Изменить размер шрифта - +
Очень уж Павел Петрович оживился, прохаживался перед толпой, как артист по сцене, довольно потирая руки.

    -  Есть еще такие, у кого барин родню загубил? - спросил я крестьян.

    -  Сына моего насмерть запорол! - крикнул кто-то из толпы.

    -  Это кто там такой говорит! - воскликнул помещик, как коршун, бросаясь на судей, толпа даже невольно подалась назад. - Подать его, негодяя, сюда!

    В рядах началось движение, и вперед вытолкнули небольшого роста мужика в рваном, залатанном армяке. Оказавшись перед барином, крестьянин снял шапку и низко поклонился. Тот вцепился ему в плечо и поставил перед народом так, чтобы он был всем виден.

    -  Это ты на меня жалуешься, Еремей! А забыл, кто тебе, когда погорел, новую избу поставить помог?

    -  Оно, конечно, что тут говорить, - начал Еремей, но помещик его тут же перебил.

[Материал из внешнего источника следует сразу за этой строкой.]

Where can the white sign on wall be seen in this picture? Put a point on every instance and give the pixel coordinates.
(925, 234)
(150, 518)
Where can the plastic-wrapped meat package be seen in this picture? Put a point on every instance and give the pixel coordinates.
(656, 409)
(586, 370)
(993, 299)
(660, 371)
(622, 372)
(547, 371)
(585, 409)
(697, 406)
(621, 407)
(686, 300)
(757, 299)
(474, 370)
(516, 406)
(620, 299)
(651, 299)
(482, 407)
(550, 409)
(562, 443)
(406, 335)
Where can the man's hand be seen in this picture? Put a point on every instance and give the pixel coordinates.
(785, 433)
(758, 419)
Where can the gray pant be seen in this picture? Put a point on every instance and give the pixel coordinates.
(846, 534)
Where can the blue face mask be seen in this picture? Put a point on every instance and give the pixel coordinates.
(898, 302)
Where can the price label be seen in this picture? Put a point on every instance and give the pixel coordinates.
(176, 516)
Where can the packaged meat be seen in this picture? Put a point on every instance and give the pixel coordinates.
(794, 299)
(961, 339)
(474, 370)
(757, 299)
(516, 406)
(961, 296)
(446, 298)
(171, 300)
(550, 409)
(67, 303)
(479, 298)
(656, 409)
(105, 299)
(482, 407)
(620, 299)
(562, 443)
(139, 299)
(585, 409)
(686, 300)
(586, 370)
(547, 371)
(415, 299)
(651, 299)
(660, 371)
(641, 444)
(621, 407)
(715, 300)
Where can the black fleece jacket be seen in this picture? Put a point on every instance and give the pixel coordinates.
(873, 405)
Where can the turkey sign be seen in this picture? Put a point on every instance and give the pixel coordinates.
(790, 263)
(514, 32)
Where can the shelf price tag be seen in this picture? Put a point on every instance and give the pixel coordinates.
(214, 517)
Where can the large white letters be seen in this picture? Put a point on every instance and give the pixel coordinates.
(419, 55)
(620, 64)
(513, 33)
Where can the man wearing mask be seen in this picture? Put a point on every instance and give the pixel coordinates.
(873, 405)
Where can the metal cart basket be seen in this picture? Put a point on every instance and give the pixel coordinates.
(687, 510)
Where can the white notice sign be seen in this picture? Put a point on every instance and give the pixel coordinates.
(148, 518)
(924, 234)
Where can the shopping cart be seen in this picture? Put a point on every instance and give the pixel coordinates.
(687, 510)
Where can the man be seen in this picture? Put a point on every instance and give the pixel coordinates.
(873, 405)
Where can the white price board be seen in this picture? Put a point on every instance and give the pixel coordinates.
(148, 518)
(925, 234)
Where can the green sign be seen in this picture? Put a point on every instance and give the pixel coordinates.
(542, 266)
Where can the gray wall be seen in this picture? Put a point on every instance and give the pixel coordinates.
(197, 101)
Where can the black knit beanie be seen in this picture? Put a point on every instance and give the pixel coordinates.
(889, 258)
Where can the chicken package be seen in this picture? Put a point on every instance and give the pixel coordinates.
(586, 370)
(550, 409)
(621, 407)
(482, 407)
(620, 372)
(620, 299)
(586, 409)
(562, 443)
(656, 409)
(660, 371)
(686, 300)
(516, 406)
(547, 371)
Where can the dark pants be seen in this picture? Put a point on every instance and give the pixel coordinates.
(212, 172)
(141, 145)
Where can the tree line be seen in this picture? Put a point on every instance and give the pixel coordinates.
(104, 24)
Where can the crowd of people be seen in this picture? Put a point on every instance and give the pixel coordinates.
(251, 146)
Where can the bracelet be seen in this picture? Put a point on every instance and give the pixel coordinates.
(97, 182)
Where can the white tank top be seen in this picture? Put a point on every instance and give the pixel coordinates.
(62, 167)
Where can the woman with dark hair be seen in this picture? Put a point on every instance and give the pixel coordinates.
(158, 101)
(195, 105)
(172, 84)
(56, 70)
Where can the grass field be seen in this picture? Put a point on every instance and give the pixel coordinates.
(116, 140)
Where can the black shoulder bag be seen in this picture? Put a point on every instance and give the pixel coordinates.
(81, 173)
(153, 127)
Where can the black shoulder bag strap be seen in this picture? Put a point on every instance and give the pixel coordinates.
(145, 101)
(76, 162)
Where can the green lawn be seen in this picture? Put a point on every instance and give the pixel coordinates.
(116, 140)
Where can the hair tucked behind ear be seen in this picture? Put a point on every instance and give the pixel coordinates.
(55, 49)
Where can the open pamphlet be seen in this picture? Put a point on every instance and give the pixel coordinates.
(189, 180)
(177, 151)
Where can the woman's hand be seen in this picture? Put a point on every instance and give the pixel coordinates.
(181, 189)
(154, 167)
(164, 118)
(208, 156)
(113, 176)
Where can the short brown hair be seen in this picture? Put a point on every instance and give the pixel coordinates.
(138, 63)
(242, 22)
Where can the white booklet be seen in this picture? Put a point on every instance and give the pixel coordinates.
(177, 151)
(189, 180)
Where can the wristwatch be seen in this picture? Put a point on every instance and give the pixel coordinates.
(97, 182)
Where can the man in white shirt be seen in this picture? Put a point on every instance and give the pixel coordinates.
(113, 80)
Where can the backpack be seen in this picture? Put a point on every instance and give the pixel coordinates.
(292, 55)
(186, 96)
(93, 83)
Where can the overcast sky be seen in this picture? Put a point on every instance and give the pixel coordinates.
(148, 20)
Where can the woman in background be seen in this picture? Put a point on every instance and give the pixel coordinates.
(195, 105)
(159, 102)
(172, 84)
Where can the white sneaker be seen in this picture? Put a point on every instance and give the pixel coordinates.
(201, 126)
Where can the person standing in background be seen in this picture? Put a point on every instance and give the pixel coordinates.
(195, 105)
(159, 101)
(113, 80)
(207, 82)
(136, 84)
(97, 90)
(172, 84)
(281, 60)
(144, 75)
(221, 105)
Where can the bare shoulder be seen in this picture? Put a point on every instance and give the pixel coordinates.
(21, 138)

    -  А в голод кто тебя с детьми хлебом одарил? Это твоя благодарность?

    -  Так я разве что, мне сына жаль, не за что до смерти запороли! - виновато сказал односельчанам мужик.

    -  Запороли, говоришь?! Не за что, говоришь?! - закричал, наступая на него, Павел Петрович. - А кобылу каурую кто запалил? Не твой пащенок?! Я его поучил, а теперь ты, негодяй, вместо благодарности меня порочишь!

    -  Оно, разве что кобылу, - совсем смутился мужик и бессвязно говорил, отступая перед напором помещика, - мы и за избу, и за хлеб, конечно, благодарствуем, за науку особо, сына только жалко. Нам без того нельзя…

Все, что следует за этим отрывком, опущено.